As they age, students tend to resist parental presence and involvement. Especially through the middle years, it can be difficult to convince students to invite their parents or attend with them. Schools can overcome that obstacle by creating events that are inherently interesting, or offering irresistible incentives—pro tip: food is irresistible!

Example Middle and High School Events to Build Community: 

⭐  Career showcase events featuring parents and their professions—think of a science fair where parents are the display, and students explain their profession

⭐  Life skills competitions—where students and parents team up to change a tire, make a snack, offer first aid, apply to vote, plan a purchase, etc. Engaging parents and students with life after school is practical and relevant.

⭐  Topical events that focus on identified needs in the school community, such as financial aid applications, college selection, workforce planning, educational technology, personal wellness—whatever the community identifies as an interest is potential for a topical gathering.

⭐  All types of talent shows or competitions. Parent-student games, concerts, projects, and adventures all have proven appeal.

At all these events foster intrinsic involvement, but strategic school leaders can double the effectiveness by using the events to foster follow-up communications. Using postcard surveys, exit tickets, one-on-one conversations, and large group polling are strategies that can turn even the most lighthearted event into a source of information and further involvement.
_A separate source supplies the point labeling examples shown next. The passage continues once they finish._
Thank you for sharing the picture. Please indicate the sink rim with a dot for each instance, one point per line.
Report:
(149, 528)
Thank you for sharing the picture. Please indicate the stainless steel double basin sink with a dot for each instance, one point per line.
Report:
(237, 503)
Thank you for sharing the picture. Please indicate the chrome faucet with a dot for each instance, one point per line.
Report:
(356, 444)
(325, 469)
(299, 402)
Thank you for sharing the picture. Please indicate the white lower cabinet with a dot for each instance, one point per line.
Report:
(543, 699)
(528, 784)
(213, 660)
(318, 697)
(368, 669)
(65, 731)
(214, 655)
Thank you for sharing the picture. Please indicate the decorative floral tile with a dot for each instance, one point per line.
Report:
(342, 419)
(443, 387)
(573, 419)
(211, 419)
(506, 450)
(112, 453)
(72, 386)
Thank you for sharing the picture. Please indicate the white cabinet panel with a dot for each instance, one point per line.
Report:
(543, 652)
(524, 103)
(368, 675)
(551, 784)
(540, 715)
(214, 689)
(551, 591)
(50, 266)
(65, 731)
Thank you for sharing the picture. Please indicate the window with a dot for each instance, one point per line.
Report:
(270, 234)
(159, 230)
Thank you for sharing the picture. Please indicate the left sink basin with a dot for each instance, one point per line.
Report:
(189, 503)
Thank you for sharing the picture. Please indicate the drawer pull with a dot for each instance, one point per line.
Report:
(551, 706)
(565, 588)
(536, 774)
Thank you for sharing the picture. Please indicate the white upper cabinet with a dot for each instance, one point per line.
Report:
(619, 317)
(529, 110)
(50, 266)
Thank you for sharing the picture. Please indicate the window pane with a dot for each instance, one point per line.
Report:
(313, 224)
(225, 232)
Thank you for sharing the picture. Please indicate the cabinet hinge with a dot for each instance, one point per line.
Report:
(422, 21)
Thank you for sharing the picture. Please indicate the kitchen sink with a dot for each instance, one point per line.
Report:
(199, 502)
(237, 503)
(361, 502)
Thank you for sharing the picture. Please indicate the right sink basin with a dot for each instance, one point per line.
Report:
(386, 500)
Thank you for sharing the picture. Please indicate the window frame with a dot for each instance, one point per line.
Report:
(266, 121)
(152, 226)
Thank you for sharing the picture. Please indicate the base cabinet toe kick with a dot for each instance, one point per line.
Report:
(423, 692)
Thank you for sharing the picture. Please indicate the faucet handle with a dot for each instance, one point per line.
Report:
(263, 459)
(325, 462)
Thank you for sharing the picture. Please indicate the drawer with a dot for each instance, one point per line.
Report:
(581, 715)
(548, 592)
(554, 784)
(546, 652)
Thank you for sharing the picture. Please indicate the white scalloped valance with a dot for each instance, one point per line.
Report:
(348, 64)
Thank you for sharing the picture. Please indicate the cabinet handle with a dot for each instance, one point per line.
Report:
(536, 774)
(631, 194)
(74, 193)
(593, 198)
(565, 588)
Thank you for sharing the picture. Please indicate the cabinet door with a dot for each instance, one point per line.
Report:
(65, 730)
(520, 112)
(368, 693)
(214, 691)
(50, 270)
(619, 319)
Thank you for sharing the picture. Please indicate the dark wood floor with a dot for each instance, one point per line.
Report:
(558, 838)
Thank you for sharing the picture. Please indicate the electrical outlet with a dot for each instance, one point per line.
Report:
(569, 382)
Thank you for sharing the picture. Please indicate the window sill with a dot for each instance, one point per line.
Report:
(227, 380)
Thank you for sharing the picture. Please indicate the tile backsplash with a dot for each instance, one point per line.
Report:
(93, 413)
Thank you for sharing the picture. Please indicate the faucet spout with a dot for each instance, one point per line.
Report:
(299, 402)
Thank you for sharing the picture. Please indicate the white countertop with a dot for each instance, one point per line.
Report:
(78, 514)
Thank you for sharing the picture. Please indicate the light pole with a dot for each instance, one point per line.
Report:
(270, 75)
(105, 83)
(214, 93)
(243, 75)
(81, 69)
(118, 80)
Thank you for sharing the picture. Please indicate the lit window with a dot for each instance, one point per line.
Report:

When schools have done a great job of planning for the family life cycle, and if they are engaged in real conversations with many parents, they will be able to plan and host events that parents want to attend. The three steps work together to form a robust culture of family involvement.

Actions Are Better Than Ideas

Role model schools with great involvement do not attract families because they have the best ideas or the most polished communications. Instead, they win families over because they try a lot of different strategies and keep what works. They ask a lot of different questions and pay attention to common responses. And, they host a series of events and track participation so they can do more of what’s working and be even more supportive of parent involvement. Like the idea of magic fuel or super speedy wifi, parental involvement seems too good to be true. But unlike those fantastical ideas, meaningful family involvement is real, and really worth pursuing.